Standalone without Webserver but port 80 already used

I would like to use Letsencrypt to secure a domain (and its subdomain) but on the server runs Rancher (https://rancher.com) which runs on port 8443 (no problem) there but it also uses in the background the port 80 and 443 as services are exposed via Ingress in my case.

Trying to use the --standalone doesn't work as it keeps on saying that the ports are already used and I don't have nginx installed because not needed.

Is there a way to use the standalone option but with specifying another port to be used?

D.

1 Like

Welcome to the Let's Encrypt Community, Daniel :slightly_smiling_face:

An http-01 challenge starts from a domain name on port 80 (http) then follows up to 10 redirects to domain names on either port 80 (http) or port 443 (https).
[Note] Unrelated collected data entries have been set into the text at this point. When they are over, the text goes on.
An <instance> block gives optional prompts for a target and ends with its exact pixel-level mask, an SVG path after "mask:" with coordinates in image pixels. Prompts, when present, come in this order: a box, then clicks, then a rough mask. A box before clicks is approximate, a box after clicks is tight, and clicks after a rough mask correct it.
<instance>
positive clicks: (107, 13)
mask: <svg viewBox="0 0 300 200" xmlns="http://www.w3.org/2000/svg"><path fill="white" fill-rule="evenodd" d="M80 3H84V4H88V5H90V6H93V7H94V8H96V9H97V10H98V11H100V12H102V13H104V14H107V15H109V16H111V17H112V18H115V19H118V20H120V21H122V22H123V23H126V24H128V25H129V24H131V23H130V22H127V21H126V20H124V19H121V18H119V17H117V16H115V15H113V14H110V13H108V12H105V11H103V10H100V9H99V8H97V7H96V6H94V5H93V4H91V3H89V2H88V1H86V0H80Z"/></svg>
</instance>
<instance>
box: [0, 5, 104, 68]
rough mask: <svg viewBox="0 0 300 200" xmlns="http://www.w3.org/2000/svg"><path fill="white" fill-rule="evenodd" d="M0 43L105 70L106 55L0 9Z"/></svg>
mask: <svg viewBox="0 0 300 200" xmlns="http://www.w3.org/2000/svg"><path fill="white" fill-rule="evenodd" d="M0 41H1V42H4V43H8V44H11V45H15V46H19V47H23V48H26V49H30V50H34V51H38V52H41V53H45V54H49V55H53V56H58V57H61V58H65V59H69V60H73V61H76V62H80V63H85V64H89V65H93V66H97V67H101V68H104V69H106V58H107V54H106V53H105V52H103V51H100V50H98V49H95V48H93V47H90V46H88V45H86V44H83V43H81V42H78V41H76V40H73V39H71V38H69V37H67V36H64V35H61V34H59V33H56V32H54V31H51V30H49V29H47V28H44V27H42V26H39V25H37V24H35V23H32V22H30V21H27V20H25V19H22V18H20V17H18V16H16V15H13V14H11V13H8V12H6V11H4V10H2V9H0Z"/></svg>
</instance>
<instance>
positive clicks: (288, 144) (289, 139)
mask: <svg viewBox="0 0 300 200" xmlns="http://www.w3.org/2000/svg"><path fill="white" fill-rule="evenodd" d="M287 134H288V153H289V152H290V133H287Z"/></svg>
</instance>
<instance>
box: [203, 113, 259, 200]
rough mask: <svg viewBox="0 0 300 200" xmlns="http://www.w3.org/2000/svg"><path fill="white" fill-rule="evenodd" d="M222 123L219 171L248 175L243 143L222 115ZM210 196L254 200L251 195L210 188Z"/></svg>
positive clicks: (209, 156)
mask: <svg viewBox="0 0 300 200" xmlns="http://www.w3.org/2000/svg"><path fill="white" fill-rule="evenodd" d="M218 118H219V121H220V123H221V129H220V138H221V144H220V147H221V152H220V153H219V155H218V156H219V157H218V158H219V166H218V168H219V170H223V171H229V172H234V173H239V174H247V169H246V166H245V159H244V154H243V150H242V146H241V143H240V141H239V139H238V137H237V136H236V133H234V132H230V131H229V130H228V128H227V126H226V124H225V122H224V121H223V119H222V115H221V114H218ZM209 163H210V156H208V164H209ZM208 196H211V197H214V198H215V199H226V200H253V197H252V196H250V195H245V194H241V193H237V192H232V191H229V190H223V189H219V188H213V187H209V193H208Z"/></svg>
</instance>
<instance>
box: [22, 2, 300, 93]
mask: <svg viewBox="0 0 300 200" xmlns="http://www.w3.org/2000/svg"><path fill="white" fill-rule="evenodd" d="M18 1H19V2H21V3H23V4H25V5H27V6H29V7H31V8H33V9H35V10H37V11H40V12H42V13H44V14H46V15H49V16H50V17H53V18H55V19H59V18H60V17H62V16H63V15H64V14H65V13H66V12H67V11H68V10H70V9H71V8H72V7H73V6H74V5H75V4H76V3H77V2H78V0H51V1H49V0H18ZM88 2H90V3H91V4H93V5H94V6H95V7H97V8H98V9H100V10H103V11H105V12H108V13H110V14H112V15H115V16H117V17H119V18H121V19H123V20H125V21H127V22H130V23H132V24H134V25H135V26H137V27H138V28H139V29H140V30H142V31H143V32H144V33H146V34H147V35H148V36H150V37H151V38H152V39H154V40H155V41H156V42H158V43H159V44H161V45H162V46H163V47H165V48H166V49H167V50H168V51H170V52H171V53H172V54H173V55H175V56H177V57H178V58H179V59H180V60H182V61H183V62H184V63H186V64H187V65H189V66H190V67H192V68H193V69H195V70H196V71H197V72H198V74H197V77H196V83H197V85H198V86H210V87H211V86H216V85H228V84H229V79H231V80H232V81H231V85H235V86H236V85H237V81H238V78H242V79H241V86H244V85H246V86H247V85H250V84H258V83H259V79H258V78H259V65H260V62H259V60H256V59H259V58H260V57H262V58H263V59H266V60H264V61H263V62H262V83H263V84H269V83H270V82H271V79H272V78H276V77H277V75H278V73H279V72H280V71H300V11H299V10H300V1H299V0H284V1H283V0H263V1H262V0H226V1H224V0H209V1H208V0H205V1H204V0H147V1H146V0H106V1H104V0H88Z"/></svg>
IPv6 addresses (DNS AAAA records) are given priority over IPv4 addresses (DNS A records) for challenge requests.

You can probably use the webroot authenticator instead of the standalone authenticator.

1 Like

OR
If the port 80 service (and the others attached with it) can be temporarily turned off, you should then be able to use --standalone (get the cert) and then restart the port 80 service.
OR
If the port 80 service can be configured to proxy specific paths, you could proxy the challenge requests to any other port within that same system. That would allow you to run certbot in --standalone mode but on an unused port.
OR
If you could move the current service on port 80 to any other port. This would allow you to insert a proxy and handle the challenge requests properly whilst continuing the previous port 80 connections via proxy.
OR
Use DNS-01 authentication.
OR
...
OR
...

[There are many many ways to achieve the same end goal - the choice is all yours]

1 Like

This topic was automatically closed 30 days after the last reply. New replies are no longer allowed.